BaseEngine has ~40 abstract methods. Expect a multi-week effort. Start by copying datacoolie.engines.polars_engine.PolarsEngine as a template — it's the smaller of the two built-ins.

Skeleton

from datacoolie.engines.base import BaseEngine
import mylib


class MyLibEngine(BaseEngine[mylib.DataFrame]):
    def __init__(self, platform=None):
        super().__init__(platform)

    # --- Read ---
    def read_parquet(self, path, options=None): ...
    def read_delta(self, path, options=None):  ...
    def read_iceberg(self, path, options=None): ...
    # ... etc. for csv, json, jsonl, avro, excel

    def read_path(self, path, fmt, options=None):
        # Dispatch on fmt → the right abstract reader
        ...

    def read_database(self, *, table=None, query=None, options=None): ...
    def read_table(self, table_name, fmt="delta", options=None): ...
    def create_dataframe(self, records): ...
    def execute_sql(self, sql, parameters=None): ...

    # --- Write ---
    def write_to_path(self, df, path, mode, fmt, partition_columns=None, options=None): ...
    def write_to_table(self, df, table_name, mode, fmt, partition_columns=None, options=None): ...

    # --- Merge ---
    def merge_to_path(self, df, path, merge_keys, fmt="delta", partition_columns=None, options=None): ...
    def merge_overwrite_to_path(self, df, path, merge_keys, fmt="delta", partition_columns=None, options=None): ...
    def merge_to_table(self, df, table_name, merge_keys, fmt="delta", options=None): ...
    def merge_overwrite_to_table(self, df, table_name, merge_keys, fmt="delta", options=None): ...

    # --- Transform, system columns, metrics, maintenance, SCD2 ---
    # (see BaseEngine for the full list)

fmt parameter contract

Every format-aware method must accept a fmt string. read_table, merge_to_table, and table_exists_by_name have contract-specific signatures:

def read_table(self, table_name: str, fmt: str = "delta", options=None): ...
def merge_to_table(self, df, table_name, merge_keys, fmt: str = "delta", options=None): ...
def table_exists_by_name(self, table_name: str, *, fmt: str = "delta") -> bool: ...

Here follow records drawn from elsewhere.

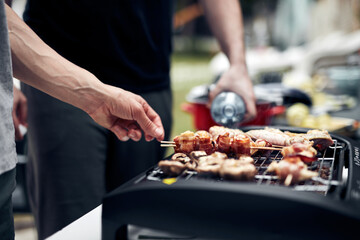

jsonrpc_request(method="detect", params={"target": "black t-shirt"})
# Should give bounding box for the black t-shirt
[23,0,173,93]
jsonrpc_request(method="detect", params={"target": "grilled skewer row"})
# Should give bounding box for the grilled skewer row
[246,127,334,151]
[159,126,331,184]
[170,126,333,163]
[172,128,273,157]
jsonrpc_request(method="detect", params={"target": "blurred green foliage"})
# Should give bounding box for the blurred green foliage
[166,52,215,156]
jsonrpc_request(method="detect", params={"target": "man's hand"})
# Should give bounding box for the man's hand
[88,85,164,142]
[12,86,28,140]
[209,65,257,122]
[6,4,164,142]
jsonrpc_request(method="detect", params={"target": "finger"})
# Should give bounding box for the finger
[126,123,142,142]
[12,114,23,141]
[111,124,130,141]
[14,127,23,141]
[18,97,28,127]
[145,134,155,142]
[242,98,257,122]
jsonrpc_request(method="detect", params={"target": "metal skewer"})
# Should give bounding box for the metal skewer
[160,144,282,151]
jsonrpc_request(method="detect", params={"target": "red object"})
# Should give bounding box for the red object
[181,101,285,131]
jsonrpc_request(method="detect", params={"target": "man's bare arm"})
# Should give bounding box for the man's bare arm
[5,5,164,141]
[199,0,256,120]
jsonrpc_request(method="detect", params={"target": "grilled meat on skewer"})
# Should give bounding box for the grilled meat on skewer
[173,130,214,155]
[247,128,334,151]
[250,139,272,156]
[173,128,276,157]
[209,126,244,140]
[173,131,197,154]
[216,132,233,154]
[284,130,334,151]
[210,127,271,156]
[303,129,334,151]
[231,134,252,156]
[281,143,317,163]
[195,131,215,154]
[246,128,291,146]
[267,156,318,185]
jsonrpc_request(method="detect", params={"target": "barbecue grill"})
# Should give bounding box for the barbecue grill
[102,126,360,240]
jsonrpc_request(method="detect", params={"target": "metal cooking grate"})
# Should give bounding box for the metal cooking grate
[254,139,342,195]
[145,140,343,195]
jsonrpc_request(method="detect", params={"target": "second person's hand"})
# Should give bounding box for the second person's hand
[208,65,257,122]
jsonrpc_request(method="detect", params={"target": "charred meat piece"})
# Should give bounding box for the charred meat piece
[304,129,334,151]
[189,151,207,162]
[237,154,255,164]
[211,128,254,156]
[173,131,196,154]
[268,156,318,186]
[232,134,251,156]
[281,142,317,163]
[219,156,257,181]
[158,161,186,176]
[247,128,333,152]
[196,152,227,175]
[209,126,244,139]
[195,131,214,154]
[216,132,233,154]
[171,152,197,170]
[285,129,334,150]
[171,153,190,162]
[246,128,291,146]
[250,139,272,156]
[158,153,194,176]
[209,126,227,140]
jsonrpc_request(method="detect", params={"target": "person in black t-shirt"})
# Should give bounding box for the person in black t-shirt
[3,2,165,239]
[17,1,256,239]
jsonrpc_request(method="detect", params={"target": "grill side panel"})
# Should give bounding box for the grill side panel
[102,180,360,240]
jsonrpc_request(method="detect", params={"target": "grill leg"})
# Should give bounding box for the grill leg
[102,220,127,240]
[115,225,127,240]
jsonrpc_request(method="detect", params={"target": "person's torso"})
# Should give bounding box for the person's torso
[0,1,17,174]
[23,0,173,93]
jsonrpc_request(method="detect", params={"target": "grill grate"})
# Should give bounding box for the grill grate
[145,140,343,195]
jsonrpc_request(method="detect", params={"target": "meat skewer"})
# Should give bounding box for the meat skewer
[160,141,280,151]
[246,128,291,146]
[162,128,282,156]
[285,129,334,151]
[246,127,334,151]
[281,142,317,163]
[267,156,318,186]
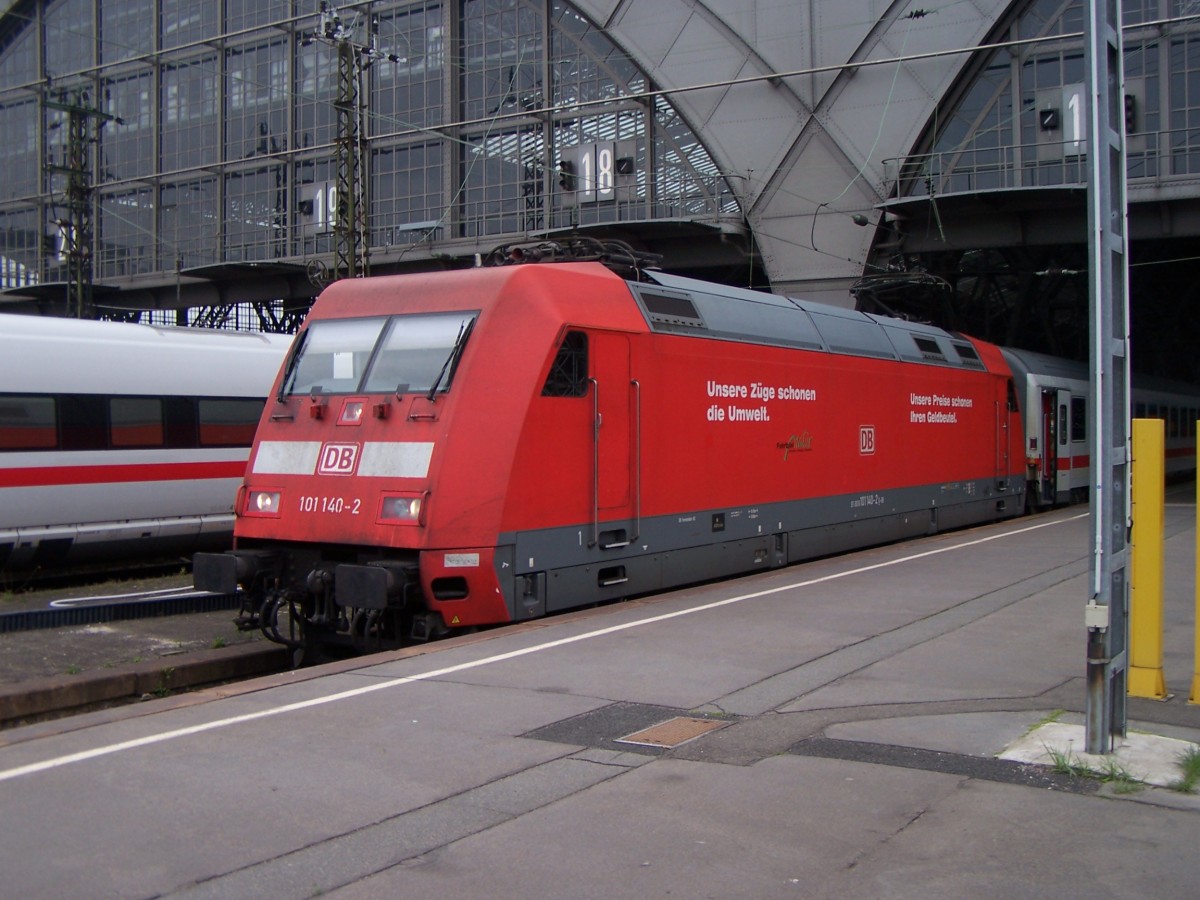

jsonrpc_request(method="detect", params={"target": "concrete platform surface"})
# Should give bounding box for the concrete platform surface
[1002,720,1199,788]
[1,503,1199,899]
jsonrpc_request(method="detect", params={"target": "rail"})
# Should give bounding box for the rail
[0,591,243,634]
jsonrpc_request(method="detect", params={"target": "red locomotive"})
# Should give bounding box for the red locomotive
[194,249,1036,656]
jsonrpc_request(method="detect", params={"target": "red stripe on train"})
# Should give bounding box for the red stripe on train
[0,460,247,488]
[1057,445,1195,470]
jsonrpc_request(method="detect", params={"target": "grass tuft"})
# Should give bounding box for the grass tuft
[1022,709,1065,738]
[1045,743,1090,778]
[1042,743,1145,792]
[1097,757,1143,794]
[1166,746,1200,793]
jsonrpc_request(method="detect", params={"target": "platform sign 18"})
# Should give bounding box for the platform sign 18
[558,141,636,205]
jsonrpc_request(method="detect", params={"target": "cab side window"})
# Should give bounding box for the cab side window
[542,331,589,397]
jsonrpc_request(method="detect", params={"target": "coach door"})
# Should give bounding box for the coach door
[1054,389,1072,498]
[590,332,638,549]
[1040,388,1070,503]
[995,384,1011,491]
[1038,389,1058,503]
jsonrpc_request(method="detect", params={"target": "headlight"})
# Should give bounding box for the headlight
[339,400,365,424]
[379,492,425,525]
[245,490,282,517]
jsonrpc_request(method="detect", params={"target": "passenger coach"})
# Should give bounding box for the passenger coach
[1,314,289,572]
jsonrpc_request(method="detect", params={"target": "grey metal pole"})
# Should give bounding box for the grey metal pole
[1084,0,1131,755]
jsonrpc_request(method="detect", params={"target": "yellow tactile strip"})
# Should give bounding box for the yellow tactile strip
[615,716,728,749]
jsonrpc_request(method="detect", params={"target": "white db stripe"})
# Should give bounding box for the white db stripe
[359,442,434,478]
[251,441,321,474]
[251,441,434,477]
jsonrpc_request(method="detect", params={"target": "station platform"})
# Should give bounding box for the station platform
[1,500,1198,898]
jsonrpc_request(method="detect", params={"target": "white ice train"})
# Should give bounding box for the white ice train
[0,313,291,573]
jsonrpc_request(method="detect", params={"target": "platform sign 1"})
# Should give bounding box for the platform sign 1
[1062,84,1087,157]
[1035,84,1087,161]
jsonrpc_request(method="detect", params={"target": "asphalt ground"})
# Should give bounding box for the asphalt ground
[1,502,1198,898]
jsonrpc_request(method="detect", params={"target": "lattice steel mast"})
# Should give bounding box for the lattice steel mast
[43,88,119,318]
[1084,0,1131,754]
[310,3,401,280]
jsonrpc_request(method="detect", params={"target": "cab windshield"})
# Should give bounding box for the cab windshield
[282,312,477,396]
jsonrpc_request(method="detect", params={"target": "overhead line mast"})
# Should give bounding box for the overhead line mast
[43,88,120,318]
[307,2,403,282]
[1084,0,1132,754]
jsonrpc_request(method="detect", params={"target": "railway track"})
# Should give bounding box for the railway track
[0,588,244,634]
[0,583,290,729]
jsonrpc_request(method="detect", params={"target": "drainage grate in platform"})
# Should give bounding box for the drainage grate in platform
[524,703,740,755]
[616,716,729,749]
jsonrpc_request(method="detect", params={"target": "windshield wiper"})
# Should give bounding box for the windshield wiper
[426,318,475,401]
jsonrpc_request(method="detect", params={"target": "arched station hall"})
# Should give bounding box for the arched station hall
[1,1,1198,380]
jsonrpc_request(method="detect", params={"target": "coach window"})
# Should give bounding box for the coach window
[198,399,264,446]
[0,395,57,450]
[59,396,107,450]
[110,398,164,447]
[164,398,199,448]
[1070,397,1087,442]
[541,331,588,397]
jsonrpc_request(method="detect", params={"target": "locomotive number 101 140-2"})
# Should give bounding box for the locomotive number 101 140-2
[297,495,363,515]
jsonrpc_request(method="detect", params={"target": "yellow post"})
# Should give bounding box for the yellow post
[1192,429,1200,704]
[1129,418,1167,699]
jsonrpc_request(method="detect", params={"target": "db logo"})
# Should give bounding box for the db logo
[859,426,876,455]
[318,442,360,475]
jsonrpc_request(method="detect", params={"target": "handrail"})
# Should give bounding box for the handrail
[630,379,641,544]
[589,375,640,549]
[883,130,1185,200]
[590,376,599,549]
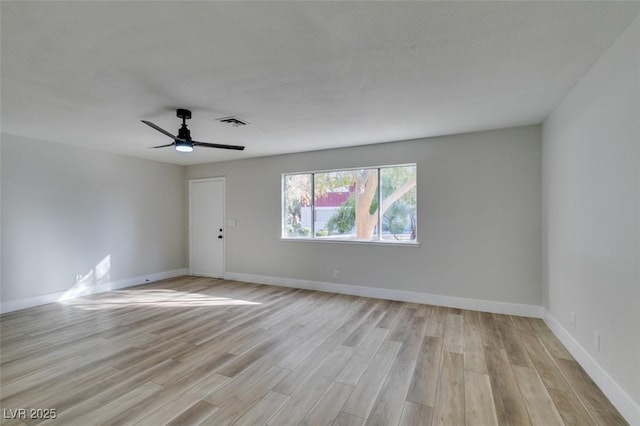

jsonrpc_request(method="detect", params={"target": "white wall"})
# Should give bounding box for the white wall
[187,125,542,308]
[542,13,640,419]
[1,133,187,308]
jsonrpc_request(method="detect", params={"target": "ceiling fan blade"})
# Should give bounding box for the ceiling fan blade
[149,143,175,149]
[193,141,245,151]
[141,120,178,140]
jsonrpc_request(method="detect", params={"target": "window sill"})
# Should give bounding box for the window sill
[280,238,420,247]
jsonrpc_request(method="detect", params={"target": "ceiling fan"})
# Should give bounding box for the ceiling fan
[142,109,245,153]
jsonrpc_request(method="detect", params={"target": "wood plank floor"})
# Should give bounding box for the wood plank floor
[0,276,627,425]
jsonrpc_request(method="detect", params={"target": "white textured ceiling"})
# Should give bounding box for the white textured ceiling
[2,1,639,166]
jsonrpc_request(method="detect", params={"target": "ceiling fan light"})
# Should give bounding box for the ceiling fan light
[175,140,193,152]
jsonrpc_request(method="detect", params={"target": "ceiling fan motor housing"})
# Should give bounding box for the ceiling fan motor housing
[178,125,191,141]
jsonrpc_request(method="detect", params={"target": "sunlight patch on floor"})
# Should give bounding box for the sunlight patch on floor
[60,288,261,310]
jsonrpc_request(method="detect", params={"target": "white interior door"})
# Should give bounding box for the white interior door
[190,178,225,277]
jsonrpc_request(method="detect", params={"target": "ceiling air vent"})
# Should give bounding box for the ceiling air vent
[217,116,248,127]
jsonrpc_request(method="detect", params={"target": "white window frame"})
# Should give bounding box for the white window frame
[281,164,418,246]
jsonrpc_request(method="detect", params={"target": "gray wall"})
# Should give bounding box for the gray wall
[1,133,187,303]
[188,125,542,305]
[542,15,640,406]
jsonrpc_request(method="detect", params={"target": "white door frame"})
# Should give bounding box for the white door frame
[189,177,225,277]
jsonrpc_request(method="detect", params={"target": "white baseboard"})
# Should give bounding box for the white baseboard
[0,268,188,314]
[224,272,544,318]
[544,312,639,425]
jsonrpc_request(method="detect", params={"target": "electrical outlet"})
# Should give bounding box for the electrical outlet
[75,274,83,283]
[593,332,600,352]
[570,312,576,329]
[333,270,339,280]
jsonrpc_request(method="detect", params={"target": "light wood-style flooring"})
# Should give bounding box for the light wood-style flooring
[0,276,627,425]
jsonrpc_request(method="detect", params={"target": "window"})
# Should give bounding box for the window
[282,164,417,243]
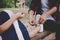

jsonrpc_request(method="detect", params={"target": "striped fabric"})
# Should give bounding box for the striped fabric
[0,10,30,40]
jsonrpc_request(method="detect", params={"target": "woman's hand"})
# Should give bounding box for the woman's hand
[15,8,24,19]
[39,13,47,24]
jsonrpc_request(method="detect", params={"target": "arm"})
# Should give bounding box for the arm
[0,15,17,33]
[42,0,59,18]
[43,7,57,17]
[0,12,24,34]
[39,6,57,24]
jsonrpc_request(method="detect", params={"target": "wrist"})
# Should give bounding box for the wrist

table_exists_by_name uses keyword-only fmt.

See ADR-0001.

Register

[project.entry-points."datacoolie.engines"]
mylib = "mypkg.engine:MyLibEngine"

Conformance

Run the framework's engine tests against your implementation. At minimum:

  • All tests under tests/unit/engines/ that don't bind to a specific DataFrame class.
  • The full tests/unit/transformers/ suite — transformers exercise many engine methods.
  • The full tests/unit/destinations/ suite.

For reference the Polars engine ships 73 dedicated tests; expect similar coverage for a new engine.

delete_by_window — Range-based delete

Engines must implement delete_by_window_path and delete_by_window_table to support the replace_by_watermark destination feature:

@abstractmethod
def delete_by_window_path(
    self,
    path: str,
    window: Dict[str, tuple],
    fmt: str = "delta",
) -> None:
    """Delete rows in a path-based table within the value window."""

@abstractmethod
def delete_by_window_table(
    self,
    table_name: str,
    window: Dict[str, tuple],
    fmt: str = "delta",
) -> None:
    """Delete rows in a named table within the value window."""

The window dict maps column names to (lower_bound, upper_bound) tuples. Build a predicate like col > lower AND col <= upper for each entry and delete all matching rows. The lower bound is exclusive to match the source watermark filter semantics.

The base class dispatches to these via delete_by_window() — you only need to implement the two abstract variants.